I broke made this one a story and broke it down

I think something along these lines makes sense, please comment here: https://github.com/wmde/doctrine-term-store/pull/8/files

The diff tells us which terms to remove, which is the minimum info we need to give to the cleanup code.

As far as I can tell that is not sufficient though. If you unlink the terms in the property_terms table, then knowing which terms got removed does not allow you to find which lower level table records where linked, since the links are gone. So my understanding is that we need to determine the ids of all records that need to be cleaned up before we do the cleanup. Not clear to me how to best find those ids query wise. Since I am the least up to speed with SQL out of the team I rather not implement that straight away myself.

Maybe there is a way to do some performant queries that find what to clean up after the links in the property_terms table are gone? If there is that is extra incentive to have some post request job, as more stuff could be moved there.

Loose from the cleanup question, I have come to think we need to do the diff regardless after seeing how slow import of big properties is.

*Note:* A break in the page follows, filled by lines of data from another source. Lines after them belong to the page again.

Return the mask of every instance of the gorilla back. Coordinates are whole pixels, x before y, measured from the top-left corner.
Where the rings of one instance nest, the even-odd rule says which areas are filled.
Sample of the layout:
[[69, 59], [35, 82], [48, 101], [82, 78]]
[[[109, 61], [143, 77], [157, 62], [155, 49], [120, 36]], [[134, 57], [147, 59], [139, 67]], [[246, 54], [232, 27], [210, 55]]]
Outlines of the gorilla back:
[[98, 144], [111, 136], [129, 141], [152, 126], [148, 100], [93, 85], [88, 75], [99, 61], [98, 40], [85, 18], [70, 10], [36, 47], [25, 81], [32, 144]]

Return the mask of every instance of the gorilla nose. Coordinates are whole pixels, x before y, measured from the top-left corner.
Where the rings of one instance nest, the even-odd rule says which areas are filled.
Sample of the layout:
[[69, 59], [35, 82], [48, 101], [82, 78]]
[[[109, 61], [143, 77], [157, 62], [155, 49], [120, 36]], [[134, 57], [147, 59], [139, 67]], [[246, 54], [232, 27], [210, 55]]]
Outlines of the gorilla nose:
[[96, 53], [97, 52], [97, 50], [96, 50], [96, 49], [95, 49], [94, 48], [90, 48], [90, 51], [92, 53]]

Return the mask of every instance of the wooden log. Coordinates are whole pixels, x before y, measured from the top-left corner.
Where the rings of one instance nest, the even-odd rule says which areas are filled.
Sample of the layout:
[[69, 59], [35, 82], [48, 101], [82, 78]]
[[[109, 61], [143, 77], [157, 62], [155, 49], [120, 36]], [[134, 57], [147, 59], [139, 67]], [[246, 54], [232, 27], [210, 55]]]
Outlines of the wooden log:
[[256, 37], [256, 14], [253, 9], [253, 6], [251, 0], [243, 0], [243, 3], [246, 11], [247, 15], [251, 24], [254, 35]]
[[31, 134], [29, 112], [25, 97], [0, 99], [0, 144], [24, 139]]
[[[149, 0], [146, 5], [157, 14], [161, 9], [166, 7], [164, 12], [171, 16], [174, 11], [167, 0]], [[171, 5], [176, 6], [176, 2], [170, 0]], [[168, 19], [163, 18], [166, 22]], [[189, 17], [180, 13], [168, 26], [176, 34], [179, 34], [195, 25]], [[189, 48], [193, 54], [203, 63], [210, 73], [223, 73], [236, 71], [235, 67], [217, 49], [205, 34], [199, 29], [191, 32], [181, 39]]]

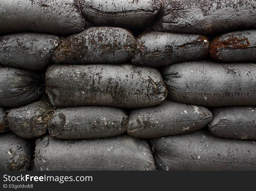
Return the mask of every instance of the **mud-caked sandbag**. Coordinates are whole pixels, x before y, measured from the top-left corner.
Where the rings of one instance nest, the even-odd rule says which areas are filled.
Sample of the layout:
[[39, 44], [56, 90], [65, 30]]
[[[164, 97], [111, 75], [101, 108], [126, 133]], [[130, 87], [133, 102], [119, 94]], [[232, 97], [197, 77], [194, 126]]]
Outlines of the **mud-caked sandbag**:
[[150, 143], [161, 170], [256, 170], [254, 141], [218, 137], [202, 130], [152, 139]]
[[162, 0], [157, 30], [206, 35], [255, 28], [256, 2], [243, 0]]
[[226, 138], [256, 140], [256, 107], [238, 106], [212, 109], [208, 125], [213, 134]]
[[56, 107], [96, 105], [142, 107], [163, 102], [167, 91], [159, 71], [122, 65], [52, 65], [46, 93]]
[[136, 47], [133, 34], [123, 29], [90, 28], [65, 39], [52, 58], [57, 64], [115, 64], [128, 60]]
[[225, 34], [214, 39], [210, 47], [210, 55], [217, 61], [256, 61], [256, 30]]
[[204, 127], [212, 119], [203, 107], [166, 100], [154, 107], [132, 110], [128, 134], [140, 138], [183, 134]]
[[146, 140], [127, 135], [107, 138], [64, 140], [46, 136], [36, 142], [34, 170], [152, 170]]
[[89, 106], [55, 109], [48, 130], [52, 137], [64, 139], [100, 138], [126, 131], [129, 117], [122, 109]]
[[151, 32], [136, 39], [137, 49], [132, 63], [151, 67], [200, 60], [207, 55], [207, 38], [198, 35]]
[[51, 64], [52, 52], [60, 42], [57, 36], [40, 33], [0, 37], [0, 63], [28, 70], [45, 70]]
[[207, 61], [171, 65], [162, 71], [168, 98], [210, 107], [256, 105], [256, 64]]
[[41, 137], [46, 132], [54, 109], [47, 98], [8, 110], [9, 128], [19, 137], [27, 139]]
[[67, 34], [91, 25], [74, 0], [1, 0], [0, 34], [32, 31]]
[[18, 107], [39, 99], [42, 84], [36, 72], [0, 66], [0, 107]]
[[27, 170], [31, 162], [32, 143], [15, 134], [0, 134], [0, 170]]
[[0, 107], [0, 133], [4, 133], [9, 130], [6, 116], [7, 114], [6, 110]]
[[80, 0], [83, 15], [98, 26], [143, 28], [154, 22], [162, 5], [157, 0]]

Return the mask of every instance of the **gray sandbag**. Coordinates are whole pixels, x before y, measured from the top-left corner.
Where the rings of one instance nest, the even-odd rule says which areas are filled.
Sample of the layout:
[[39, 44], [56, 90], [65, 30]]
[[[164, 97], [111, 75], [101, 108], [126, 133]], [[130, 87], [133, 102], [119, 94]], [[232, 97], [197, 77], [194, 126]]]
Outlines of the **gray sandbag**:
[[89, 106], [56, 109], [49, 121], [53, 137], [81, 139], [118, 135], [126, 131], [129, 117], [122, 109]]
[[0, 37], [0, 63], [28, 70], [45, 70], [60, 42], [52, 35], [25, 33]]
[[226, 138], [256, 140], [256, 107], [218, 107], [212, 110], [213, 119], [208, 125], [212, 133]]
[[208, 54], [207, 38], [198, 35], [161, 32], [143, 33], [136, 39], [132, 63], [150, 67], [200, 60]]
[[256, 25], [254, 0], [162, 1], [159, 30], [209, 35], [253, 29]]
[[54, 52], [57, 64], [116, 64], [128, 60], [136, 47], [133, 35], [121, 28], [90, 28], [66, 38]]
[[132, 110], [128, 134], [140, 138], [154, 138], [183, 134], [204, 127], [212, 120], [203, 107], [166, 100], [161, 105]]
[[153, 22], [162, 8], [157, 0], [80, 0], [80, 7], [87, 19], [99, 26], [144, 28]]
[[217, 61], [256, 61], [256, 30], [224, 34], [214, 39], [210, 47], [210, 55]]
[[10, 133], [0, 135], [0, 170], [27, 170], [32, 158], [32, 143]]
[[209, 107], [256, 105], [256, 64], [207, 61], [167, 66], [162, 74], [168, 98]]
[[46, 136], [36, 142], [36, 170], [152, 170], [146, 140], [123, 135], [107, 138], [64, 140]]
[[156, 165], [162, 170], [256, 170], [254, 141], [218, 137], [202, 130], [150, 143]]
[[29, 139], [41, 137], [46, 132], [53, 108], [47, 98], [8, 110], [9, 128], [19, 137]]
[[167, 91], [159, 71], [122, 65], [52, 65], [45, 75], [54, 106], [142, 107], [163, 102]]
[[6, 118], [7, 115], [7, 113], [6, 110], [0, 107], [0, 133], [2, 133], [9, 130], [8, 121]]
[[32, 31], [68, 34], [90, 26], [74, 0], [1, 0], [0, 34]]
[[0, 107], [18, 107], [40, 98], [42, 93], [40, 74], [0, 66]]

If a property has 1000 terms and nothing changed, the Doctrine implementation is currently doing 4000 write queries and the MW implementation is doing 4000 write and 4000 read queries. Not sure how we ever figured that is acceptable :D

I second the post-request solution. Do these post-request jobs exist by default in all mediawiki instances? or do other wikibase instance need to set it up extra in that case? how are these jobs done in MW actually?

It probably makes sense to use a deferred update instead of a regular job, so that terms are cleaned up as soon as possible (since they may contain data that should no longer be public).